In one of the film’s most stylized
sequences, Mambetova stands in a Plexiglas
tank that covers her torso, and it’s full of
butterflies. Shooting against a white background,
Romano toplit the actress with a
heavily diffused 10K Fresnel and aimed two
Nine-light Maxi-Brutes at the background.
Once the butterflies were in the tank, the
filmmakers sat back and waited for something
to happen.
“Bugs, puppies and little kids are
arduous to photograph because there’s no
way you can corral them,” says the cinematographer.

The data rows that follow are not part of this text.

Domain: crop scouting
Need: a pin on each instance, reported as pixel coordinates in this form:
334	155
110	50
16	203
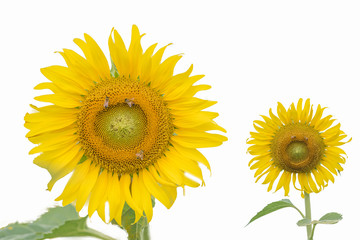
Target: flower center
121	125
297	148
124	125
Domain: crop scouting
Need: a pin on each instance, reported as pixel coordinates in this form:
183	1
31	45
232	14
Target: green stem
308	215
146	232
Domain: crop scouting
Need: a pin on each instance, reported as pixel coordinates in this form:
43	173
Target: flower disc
297	148
124	125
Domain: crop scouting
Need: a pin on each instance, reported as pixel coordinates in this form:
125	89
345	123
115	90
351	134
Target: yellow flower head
297	144
126	134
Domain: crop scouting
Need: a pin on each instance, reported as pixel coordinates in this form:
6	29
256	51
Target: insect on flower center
297	151
121	125
124	125
297	148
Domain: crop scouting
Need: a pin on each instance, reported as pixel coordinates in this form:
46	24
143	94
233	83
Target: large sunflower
297	144
127	134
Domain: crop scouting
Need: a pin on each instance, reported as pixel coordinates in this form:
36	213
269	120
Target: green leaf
274	206
75	228
57	222
138	230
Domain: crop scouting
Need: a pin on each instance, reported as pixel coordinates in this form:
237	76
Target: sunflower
297	145
126	134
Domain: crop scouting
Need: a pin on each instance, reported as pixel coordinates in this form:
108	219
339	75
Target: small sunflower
126	134
297	145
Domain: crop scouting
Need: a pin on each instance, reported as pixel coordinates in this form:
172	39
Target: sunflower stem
146	232
308	214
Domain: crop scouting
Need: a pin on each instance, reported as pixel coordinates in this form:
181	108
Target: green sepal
329	218
274	206
135	231
56	222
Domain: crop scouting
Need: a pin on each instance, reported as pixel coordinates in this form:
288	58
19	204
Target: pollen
130	131
297	148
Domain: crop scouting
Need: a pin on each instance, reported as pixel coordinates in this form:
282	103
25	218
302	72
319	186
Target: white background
253	53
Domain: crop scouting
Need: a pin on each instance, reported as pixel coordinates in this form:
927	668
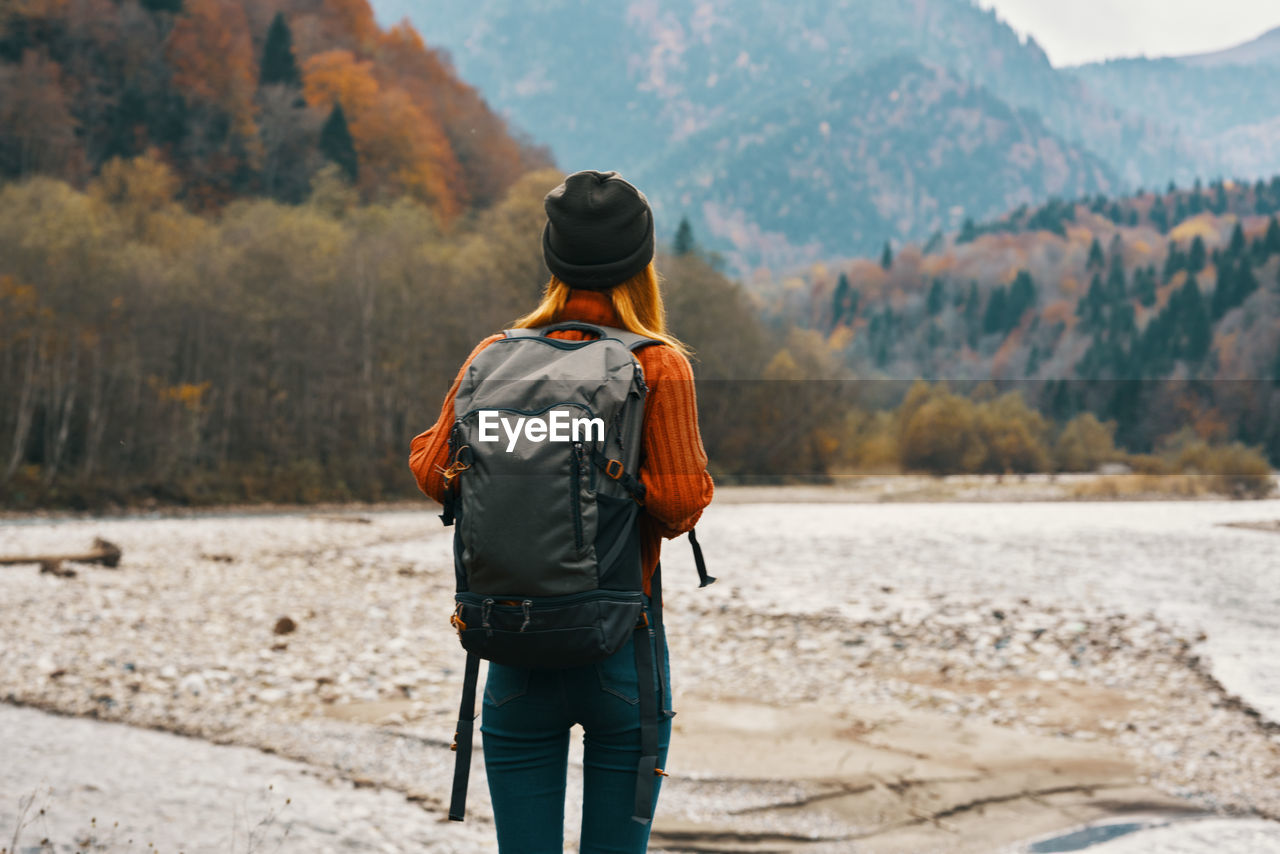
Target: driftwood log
103	553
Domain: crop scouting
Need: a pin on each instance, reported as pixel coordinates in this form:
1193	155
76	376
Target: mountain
1132	307
1229	101
1264	50
638	85
892	150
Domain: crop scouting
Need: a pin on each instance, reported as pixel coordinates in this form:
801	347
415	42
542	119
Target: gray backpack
545	497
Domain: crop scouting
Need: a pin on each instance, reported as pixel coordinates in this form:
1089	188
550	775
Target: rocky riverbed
903	716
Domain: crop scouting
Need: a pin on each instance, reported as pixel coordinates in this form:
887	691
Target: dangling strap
447	508
462	739
648	770
659	633
703	579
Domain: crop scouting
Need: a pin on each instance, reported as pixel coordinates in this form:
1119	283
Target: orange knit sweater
672	460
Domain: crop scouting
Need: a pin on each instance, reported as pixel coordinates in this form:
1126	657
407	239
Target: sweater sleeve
673	471
429	450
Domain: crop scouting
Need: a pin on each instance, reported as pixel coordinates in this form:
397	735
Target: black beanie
599	231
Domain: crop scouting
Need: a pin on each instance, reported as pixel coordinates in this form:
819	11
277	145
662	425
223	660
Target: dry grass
1144	485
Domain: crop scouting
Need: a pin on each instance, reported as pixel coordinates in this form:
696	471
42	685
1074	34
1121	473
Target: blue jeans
525	721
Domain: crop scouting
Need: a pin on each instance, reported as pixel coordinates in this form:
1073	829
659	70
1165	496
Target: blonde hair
638	302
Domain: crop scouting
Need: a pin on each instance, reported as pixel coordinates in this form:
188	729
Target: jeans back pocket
504	684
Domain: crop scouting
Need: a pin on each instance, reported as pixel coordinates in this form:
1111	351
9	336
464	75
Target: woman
598	243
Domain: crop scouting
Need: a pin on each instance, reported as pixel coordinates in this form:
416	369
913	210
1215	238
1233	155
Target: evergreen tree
933	305
1159	215
1179	210
1096	259
844	301
1271	242
1219	199
1022	296
1144	286
1116	279
1224	292
1196	257
973	315
279	64
1174	260
1193	322
684	242
1237	245
1092	307
337	145
993	319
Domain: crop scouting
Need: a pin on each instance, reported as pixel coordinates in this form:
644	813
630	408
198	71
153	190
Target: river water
1178	561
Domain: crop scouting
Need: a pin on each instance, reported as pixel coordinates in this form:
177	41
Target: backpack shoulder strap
630	339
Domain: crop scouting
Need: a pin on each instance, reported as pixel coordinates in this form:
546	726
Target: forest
245	247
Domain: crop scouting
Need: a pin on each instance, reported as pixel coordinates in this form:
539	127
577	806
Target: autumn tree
1084	443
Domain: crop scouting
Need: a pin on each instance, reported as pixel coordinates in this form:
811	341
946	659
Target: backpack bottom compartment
548	633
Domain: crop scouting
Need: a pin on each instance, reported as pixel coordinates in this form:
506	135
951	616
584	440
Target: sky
1083	31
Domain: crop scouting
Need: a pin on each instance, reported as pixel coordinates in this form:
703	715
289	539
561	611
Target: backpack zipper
575	494
547	602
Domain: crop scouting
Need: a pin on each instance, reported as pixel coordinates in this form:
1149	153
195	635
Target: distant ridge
1264	50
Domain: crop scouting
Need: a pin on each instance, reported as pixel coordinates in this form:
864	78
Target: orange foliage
400	146
211	54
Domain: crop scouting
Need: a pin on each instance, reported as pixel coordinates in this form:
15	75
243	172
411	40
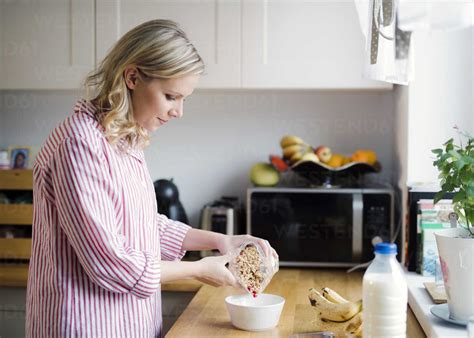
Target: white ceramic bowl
255	314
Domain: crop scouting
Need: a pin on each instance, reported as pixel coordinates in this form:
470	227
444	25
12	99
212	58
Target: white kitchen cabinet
46	44
303	44
213	26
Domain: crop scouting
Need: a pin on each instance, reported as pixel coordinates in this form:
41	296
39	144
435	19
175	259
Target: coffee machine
224	216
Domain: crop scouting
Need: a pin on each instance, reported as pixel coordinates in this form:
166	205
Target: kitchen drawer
16	179
13	275
15	248
18	214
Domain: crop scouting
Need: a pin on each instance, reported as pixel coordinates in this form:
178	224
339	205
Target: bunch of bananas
340	315
295	149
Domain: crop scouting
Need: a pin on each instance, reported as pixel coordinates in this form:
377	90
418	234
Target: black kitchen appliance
224	216
321	227
167	198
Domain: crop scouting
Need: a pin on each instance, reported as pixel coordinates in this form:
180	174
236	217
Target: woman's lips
161	121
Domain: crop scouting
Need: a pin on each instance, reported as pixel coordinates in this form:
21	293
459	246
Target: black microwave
321	227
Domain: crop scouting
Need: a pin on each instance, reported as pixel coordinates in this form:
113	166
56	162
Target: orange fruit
336	160
365	156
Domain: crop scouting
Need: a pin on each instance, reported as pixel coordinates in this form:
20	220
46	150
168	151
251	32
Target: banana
358	331
289	140
332	311
290	151
354	326
333	296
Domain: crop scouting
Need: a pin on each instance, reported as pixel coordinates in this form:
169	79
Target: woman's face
156	101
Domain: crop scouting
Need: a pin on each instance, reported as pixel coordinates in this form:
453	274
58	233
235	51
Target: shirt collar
86	107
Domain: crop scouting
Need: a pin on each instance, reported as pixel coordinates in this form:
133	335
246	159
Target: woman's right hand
213	271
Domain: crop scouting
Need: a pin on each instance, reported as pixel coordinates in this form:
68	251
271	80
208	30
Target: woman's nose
177	111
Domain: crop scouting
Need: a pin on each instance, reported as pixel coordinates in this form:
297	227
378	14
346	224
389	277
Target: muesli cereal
249	269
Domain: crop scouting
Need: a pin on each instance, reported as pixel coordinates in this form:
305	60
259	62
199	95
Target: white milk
385	295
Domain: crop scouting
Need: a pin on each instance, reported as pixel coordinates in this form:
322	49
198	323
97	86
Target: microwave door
313	229
357	227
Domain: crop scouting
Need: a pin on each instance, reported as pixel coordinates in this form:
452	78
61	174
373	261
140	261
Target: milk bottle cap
386	248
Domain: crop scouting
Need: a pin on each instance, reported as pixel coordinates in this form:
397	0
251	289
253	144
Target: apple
264	175
311	157
324	153
278	163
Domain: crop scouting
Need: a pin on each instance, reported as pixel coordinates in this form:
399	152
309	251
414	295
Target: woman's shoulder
81	126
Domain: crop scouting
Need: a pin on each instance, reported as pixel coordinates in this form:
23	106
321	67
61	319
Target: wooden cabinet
46	44
212	26
303	44
16	251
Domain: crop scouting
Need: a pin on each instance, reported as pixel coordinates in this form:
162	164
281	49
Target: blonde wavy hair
159	49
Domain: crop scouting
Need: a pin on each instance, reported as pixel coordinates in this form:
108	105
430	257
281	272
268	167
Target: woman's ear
130	75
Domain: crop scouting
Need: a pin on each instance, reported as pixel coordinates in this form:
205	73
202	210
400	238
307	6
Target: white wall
210	150
440	97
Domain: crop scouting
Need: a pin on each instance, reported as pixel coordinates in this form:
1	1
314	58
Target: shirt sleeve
87	203
172	234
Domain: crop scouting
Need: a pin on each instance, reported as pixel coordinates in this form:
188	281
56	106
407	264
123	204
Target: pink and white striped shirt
97	237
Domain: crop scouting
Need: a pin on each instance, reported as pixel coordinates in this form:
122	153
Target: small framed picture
19	157
4	158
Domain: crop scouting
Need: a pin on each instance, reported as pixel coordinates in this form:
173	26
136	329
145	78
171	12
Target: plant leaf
459	196
438	196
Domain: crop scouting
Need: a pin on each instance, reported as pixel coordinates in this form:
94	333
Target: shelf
14	275
15	248
16	214
421	303
16	179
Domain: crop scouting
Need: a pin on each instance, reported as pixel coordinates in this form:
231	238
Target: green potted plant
456	245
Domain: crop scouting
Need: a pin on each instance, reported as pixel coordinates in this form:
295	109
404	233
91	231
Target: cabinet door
46	44
213	26
302	44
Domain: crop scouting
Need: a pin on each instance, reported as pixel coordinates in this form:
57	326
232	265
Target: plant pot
457	262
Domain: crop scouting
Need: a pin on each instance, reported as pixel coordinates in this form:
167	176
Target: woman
100	250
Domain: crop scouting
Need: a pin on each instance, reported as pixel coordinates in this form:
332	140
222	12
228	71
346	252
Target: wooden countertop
207	316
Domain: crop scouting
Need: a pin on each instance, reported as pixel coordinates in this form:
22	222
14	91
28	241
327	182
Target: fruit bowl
321	174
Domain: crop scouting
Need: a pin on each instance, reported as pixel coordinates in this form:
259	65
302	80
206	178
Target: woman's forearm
175	270
202	240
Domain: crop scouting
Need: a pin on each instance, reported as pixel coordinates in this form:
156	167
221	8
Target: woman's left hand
230	243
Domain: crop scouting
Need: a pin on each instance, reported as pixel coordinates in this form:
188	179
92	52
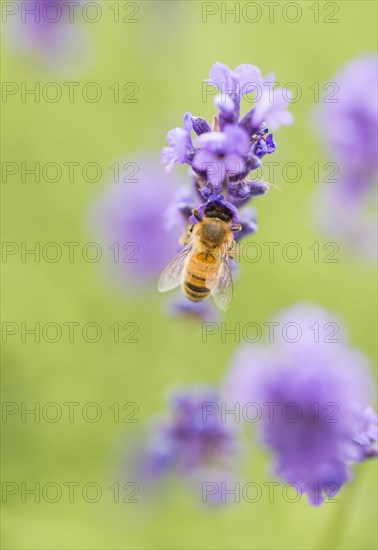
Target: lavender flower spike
180	142
139	222
314	395
190	441
348	128
221	154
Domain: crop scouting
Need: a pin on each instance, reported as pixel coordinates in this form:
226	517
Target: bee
202	268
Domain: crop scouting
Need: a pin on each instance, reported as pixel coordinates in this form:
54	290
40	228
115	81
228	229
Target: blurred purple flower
313	397
221	154
190	441
49	32
348	126
134	222
180	142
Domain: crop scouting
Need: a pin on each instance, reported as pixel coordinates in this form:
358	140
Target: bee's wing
220	284
172	275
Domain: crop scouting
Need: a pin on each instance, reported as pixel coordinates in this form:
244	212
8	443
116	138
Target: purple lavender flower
313	396
233	85
181	146
140	221
348	126
223	155
191	441
181	306
49	32
270	109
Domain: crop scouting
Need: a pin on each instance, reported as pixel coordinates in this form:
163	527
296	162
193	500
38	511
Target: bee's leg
197	215
236	227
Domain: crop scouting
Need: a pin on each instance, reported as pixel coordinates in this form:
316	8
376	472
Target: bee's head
216	210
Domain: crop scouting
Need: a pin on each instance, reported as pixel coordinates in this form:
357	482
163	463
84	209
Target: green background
168	53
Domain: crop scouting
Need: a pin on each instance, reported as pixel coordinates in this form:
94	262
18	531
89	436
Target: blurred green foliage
168	54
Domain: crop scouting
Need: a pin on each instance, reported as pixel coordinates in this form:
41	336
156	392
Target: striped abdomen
200	268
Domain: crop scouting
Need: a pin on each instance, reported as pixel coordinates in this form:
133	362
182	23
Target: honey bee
202	268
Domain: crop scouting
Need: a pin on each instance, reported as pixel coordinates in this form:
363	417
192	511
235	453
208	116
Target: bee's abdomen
198	270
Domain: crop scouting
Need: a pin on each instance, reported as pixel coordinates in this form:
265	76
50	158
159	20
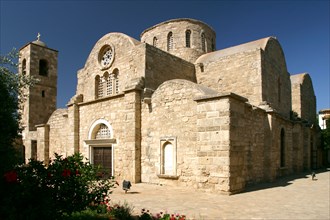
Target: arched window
203	42
24	67
108	81
154	43
168	159
282	151
213	44
188	40
115	74
170	41
43	67
98	87
279	89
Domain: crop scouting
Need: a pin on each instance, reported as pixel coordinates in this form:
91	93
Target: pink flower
11	177
66	173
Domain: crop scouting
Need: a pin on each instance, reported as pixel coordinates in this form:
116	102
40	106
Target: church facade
171	109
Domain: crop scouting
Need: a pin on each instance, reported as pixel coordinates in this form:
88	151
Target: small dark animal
313	175
126	185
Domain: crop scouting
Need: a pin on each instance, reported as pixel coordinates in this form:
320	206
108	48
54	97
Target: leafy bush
35	191
146	215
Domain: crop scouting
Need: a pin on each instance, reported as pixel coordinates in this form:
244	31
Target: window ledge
163	176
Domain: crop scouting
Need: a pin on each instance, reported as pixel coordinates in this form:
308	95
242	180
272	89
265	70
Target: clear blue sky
73	27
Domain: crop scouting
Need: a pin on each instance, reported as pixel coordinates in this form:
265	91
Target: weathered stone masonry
171	109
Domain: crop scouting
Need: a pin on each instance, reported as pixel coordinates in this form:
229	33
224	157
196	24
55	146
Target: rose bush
66	185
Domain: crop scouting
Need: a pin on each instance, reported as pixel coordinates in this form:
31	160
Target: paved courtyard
295	197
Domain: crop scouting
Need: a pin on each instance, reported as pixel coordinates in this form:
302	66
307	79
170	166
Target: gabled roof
213	56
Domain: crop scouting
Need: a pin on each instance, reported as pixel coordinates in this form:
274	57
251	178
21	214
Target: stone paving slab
295	197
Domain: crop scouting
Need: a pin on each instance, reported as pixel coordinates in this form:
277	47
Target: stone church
171	109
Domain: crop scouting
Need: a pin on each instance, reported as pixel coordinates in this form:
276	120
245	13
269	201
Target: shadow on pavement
284	181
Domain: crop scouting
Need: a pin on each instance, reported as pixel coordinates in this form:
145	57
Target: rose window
106	57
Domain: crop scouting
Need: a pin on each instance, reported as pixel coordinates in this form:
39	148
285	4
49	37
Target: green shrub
36	191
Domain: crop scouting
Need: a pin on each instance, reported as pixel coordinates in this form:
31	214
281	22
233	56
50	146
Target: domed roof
39	42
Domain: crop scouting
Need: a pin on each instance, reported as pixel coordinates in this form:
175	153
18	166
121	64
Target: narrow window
279	89
24	67
108	82
213	45
168	159
116	80
170	41
98	87
188	34
282	151
154	43
202	67
203	42
34	154
43	67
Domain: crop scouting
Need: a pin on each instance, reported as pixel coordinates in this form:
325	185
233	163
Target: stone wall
276	85
171	115
122	113
162	66
239	73
58	133
129	59
179	27
303	97
41	98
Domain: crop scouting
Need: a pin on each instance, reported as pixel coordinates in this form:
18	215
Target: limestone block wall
178	27
171	115
122	113
58	133
162	66
128	58
213	144
239	73
276	85
43	94
248	153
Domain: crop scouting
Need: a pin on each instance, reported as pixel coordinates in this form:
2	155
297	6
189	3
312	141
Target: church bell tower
40	62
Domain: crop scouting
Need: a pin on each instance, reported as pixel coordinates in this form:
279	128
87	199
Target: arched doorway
101	146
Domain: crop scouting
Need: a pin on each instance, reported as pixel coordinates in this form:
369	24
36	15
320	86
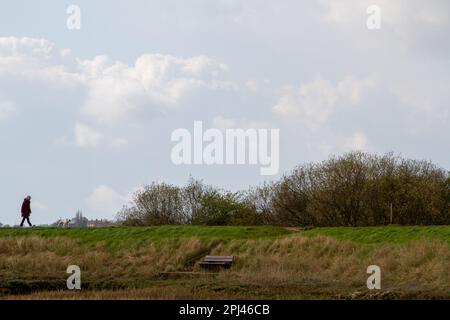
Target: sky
86	115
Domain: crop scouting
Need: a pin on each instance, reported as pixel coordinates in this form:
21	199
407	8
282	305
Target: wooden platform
217	261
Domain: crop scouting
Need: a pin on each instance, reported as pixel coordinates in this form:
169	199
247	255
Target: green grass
122	237
389	234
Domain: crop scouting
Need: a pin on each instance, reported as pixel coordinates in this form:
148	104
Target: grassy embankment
273	263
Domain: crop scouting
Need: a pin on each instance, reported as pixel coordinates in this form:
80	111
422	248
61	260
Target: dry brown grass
291	267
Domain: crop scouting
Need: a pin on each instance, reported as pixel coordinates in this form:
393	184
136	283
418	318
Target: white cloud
312	104
223	123
105	202
114	91
155	82
7	109
86	136
357	142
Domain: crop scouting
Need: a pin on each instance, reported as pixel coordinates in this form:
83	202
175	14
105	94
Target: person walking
26	211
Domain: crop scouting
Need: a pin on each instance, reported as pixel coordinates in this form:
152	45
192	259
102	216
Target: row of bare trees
356	189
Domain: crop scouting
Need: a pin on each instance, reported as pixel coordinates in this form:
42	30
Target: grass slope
272	263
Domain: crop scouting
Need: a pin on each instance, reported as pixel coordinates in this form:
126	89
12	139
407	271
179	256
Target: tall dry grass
289	267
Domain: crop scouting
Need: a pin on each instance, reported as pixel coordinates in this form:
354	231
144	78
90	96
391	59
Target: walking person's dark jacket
26	208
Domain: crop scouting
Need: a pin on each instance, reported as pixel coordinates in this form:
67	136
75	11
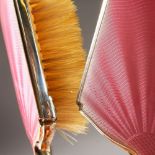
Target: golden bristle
62	56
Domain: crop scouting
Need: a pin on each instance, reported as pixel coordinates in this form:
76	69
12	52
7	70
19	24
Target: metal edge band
45	105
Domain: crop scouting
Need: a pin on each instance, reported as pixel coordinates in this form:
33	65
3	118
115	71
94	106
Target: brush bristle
59	39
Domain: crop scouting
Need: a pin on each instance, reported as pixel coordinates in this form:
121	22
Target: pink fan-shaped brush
44	48
118	89
19	69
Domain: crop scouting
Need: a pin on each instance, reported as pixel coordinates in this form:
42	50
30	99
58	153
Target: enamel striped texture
19	69
118	92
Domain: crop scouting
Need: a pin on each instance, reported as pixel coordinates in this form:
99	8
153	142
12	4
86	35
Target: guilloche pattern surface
118	92
19	69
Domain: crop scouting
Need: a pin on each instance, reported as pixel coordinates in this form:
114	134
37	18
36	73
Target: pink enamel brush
46	57
117	93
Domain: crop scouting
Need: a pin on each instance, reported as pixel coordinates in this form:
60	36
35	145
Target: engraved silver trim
45	106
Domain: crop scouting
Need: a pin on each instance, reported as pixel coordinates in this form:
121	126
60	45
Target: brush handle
19	69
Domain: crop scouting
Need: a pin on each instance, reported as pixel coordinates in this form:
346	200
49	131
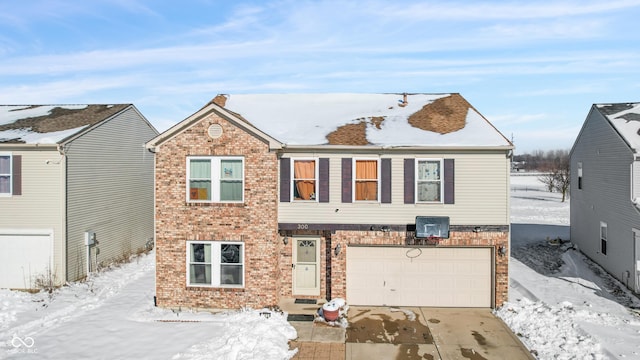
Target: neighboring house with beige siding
382	199
67	172
605	190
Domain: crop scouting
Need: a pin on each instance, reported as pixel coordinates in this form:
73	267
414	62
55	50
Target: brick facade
338	263
254	222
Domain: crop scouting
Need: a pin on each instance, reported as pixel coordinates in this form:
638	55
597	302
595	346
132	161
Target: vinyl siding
605	196
41	205
110	191
481	194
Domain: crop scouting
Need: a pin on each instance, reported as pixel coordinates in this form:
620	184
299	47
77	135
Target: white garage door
23	256
401	276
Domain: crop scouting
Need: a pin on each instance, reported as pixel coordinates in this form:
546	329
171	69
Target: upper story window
305	179
6	176
429	180
366	179
215	263
215	179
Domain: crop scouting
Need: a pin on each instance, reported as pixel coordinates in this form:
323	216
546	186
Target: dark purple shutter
347	169
323	186
449	181
17	175
385	181
409	181
285	180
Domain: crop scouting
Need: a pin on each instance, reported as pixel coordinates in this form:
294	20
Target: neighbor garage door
23	256
428	276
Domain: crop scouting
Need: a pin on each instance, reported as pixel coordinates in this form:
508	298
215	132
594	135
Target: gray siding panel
109	191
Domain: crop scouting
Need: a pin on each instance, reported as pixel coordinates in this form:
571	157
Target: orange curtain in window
304	178
366	180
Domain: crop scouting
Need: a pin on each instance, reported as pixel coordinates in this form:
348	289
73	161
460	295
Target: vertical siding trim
449	181
16	175
285	180
323	178
385	179
347	180
409	181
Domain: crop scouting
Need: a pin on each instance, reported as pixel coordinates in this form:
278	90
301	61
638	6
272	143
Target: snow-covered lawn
561	305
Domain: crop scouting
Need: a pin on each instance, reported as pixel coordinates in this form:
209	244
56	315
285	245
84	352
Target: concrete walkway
409	333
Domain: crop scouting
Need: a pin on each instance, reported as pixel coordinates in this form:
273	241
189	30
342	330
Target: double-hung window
429	180
366	180
215	179
215	263
305	172
6	176
603	238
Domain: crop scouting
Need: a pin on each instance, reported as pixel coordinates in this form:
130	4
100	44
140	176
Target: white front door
306	269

“The beauty of the Phantom
is its circular buffer. When you shoot
anything above 450 fps at 1920x1080 on
the Phantom HD Gold, as long as the
camera is on, you’re always recording into
its internal circular memory buffer. If you use
what’s called a ‘post-trigger,’ you can hit the
record button after the action is done, and
you’ve got the shot. At 1,000 fps, you get
4.4 seconds of data [in the internal
memory], approximately 2.7 minutes of
footage.”
The girl’s reality is literally shattered
— at 1,000 fps — when shock troopers in
riot gear crash through her reflection in a
mirror. To give the shot a harsh look,
Romano used thinner diffusion on the 10K
and 5K.
“We were fighting the light in that
scene,” he recalls. “It wasn’t a front-surface
mirror, so I was getting two reflections from
my light sources: one from the glass and
one from the mirrored surface behind the
glass. It took a bit of finesse to get it right —
a combination of the mirror angle, diffusion
and precise cutting of the light.”
String Theory’s trippy images
presented Romano with some creative
opportunities he hadn’t encountered
before. “When David Dumas first described
this film to me, I have to admit I really didn’t
understand it,” he says. “While we were
shooting, I started to see what he and Zach
were going for, and now I’m really
impressed with every part of it.” ●
Top and middle: Romano depended on the Phantom HD Gold camera’s internal memory buffer to
capture stylized sequences with live butterflies. Bottom: The cinematographer finds his light.